In Memory of

Mary

Krucker

(MacLennan)

Obituary for Mary Krucker (MacLennan)

Mary Krucker

The evening of March 24th, in her 90th year, Mary Krucker passed from breathing body to pure spirit. This months long passage was witnessed intimately by the members of her family who were able to be with her throughout this past half year thanks to the generosity of her son, Chris, and his wife Denise, who invited Mary to live at the farm after a summer in and out of hospital.

Mary was born to the Reverend Donald MacLennan and his wife, Margaret. She had three older brothers (Donald, Douglas and David) and enjoyed the special position of youngest sibling, and first daughter, for six years before her younger brother John’s arrival. Her family was warm, evangelical and outgoing, and enjoyed large gatherings, a strong connection to Pioneer Camp, and all forms of humour from puns, to shaggy dog stories, to practical jokes. In her last few years Mary loved to repeat to her descendants stories about growing up in Fergus (lots of snow and a public swimming pool), camping and fishing on Manitoulin Island with her mum, dad and Auntie (Mrs. Brown), driving across the country with her parents and younger brother, and short-sheeting the teachers’ beds at Branksome Hall — the private school she was invited to attend in Toronto to be a positive Christian influence.

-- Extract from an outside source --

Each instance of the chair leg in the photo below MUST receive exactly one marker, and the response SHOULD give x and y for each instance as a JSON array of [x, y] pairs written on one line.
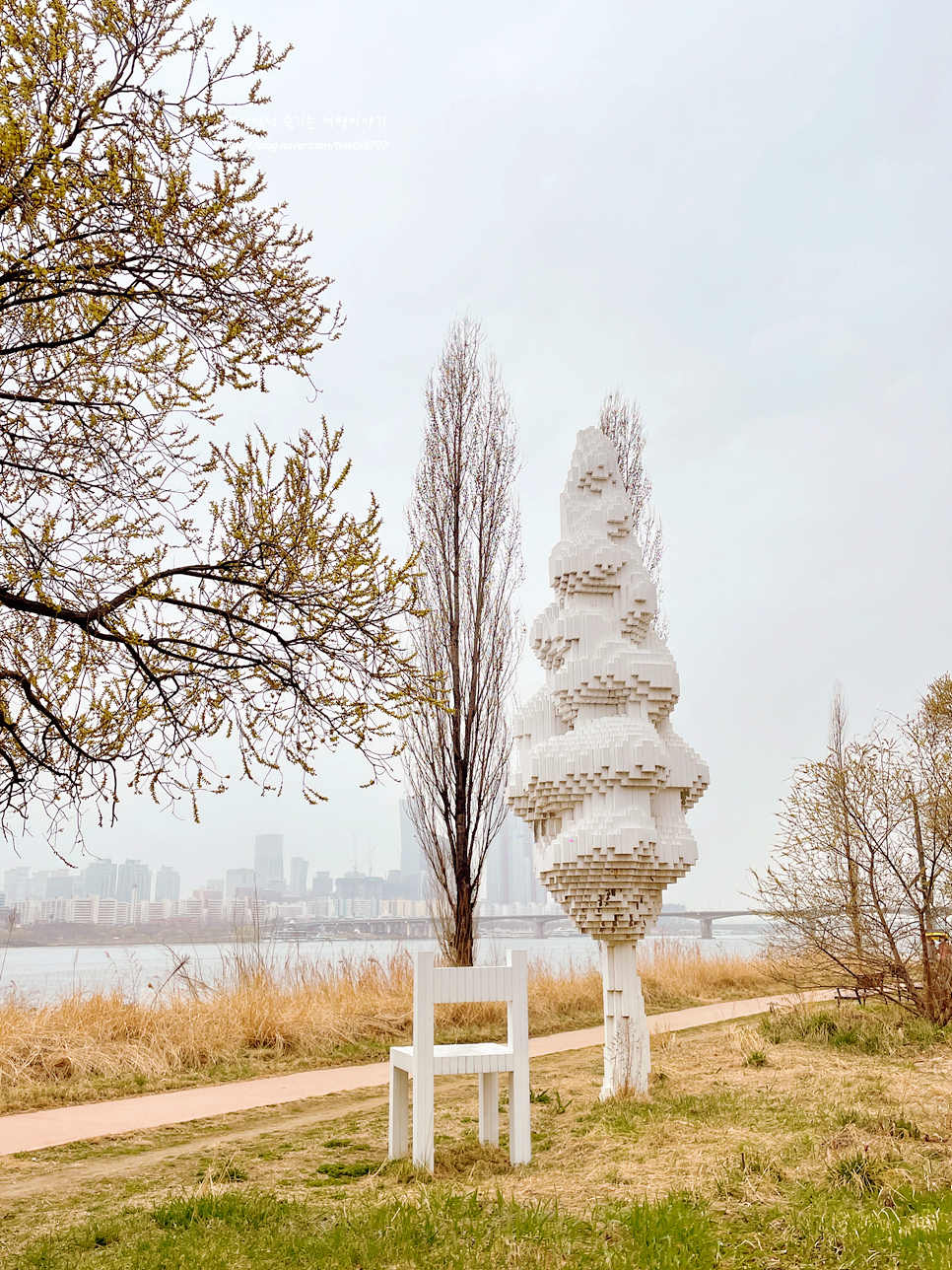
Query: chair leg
[[489, 1109], [399, 1134], [519, 1123], [423, 1123]]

Mary went to Normal School in Ontario and Michigan and received a First Class Teaching Certificate as well as a Bachelor of Science. She taught primary school and loved helping the kids who were struggling most. Mary moved to Montreal in the late 50s to work with high school students for InterVarsity Christian Fellowship. Her love of teaching reached beyond the classroom to include members of her husband’s Swiss family who came to Canada to learn English. She was known as a good listener: patient, encouraging and warm.

Mary met her soon-to-be-husband, Ed Krucker, at Ojibway, a summer resort in the Muskokas. He was the Swiss pastry chef and she was the home grown salad girl. They were married by her father in 1958 and bought a home in St. Bruno on the South Shore of the St. Lawrence where they had their three children — Fides, Andrew and Christopher. For the next few decades there were many moves that she facilitated with grace and precision — from Montreal to Quebec, back to Montreal, to Burlington, to North Bay, to Seattle (where she got her Masters in Family Therapy), back to Burlington and finally to Dundas. Through all these moves Mary preserved a strong sense of family for her children and husband and, besides substitute teaching in whatever city she had landed in, led Sunday school, volunteered for Telecare Burlington manning the phones, for Unicef at the card booth, on Autumn Leaf Performance’s board, and for Parkinson Canada. Mary gathered extended family around the Burlington pool, gardened a huge vegetable patch, took the whole family on ski trips, regularly attended the symphony and held Bible Studies in her Dundas home. In her teens she played basketball and canoed, and, just for herself, swam laps into her early 80s. She read her Revised Standard Version bible daily and had a prayer schedule that included not only family but friends and current events.

Mary is survived by nine grandchildren and their partners. She had strong relationships with each of them and took a keen interest in their post secondary education. She loved to cut out comics from The Spec and mail them to her G-kids as a way to keep in touch. Mary had two great grandchildren who proved to be of great comfort in her final months. She took a keen interest in the wellbeing of her nieces and nephews, and great nieces and and nephews, in both North America and Europe.

Mary’s faith in God was one of her defining features. It tempered and held her, formed her core. In the end it was hard for her to let go of life, not because she was afraid to meet God through the intercession of her Lord and Saviour Jesus, but because she had always been so very alive — kind, curious, engaged and strong. She never wanted a visit to end.

In lieu of flowers please send donations to: “St. George’s Church” Please mail cheques to 134 Emerson Street, Hamilton ON L8S 2X8. Call 905-540-1240 or email revpaulluth@gmail.com if you have questions about this process.

Due to pandemic restrictions there will be an invitation only service at St. George’s in the late spring once Hamilton is out of the grey zone.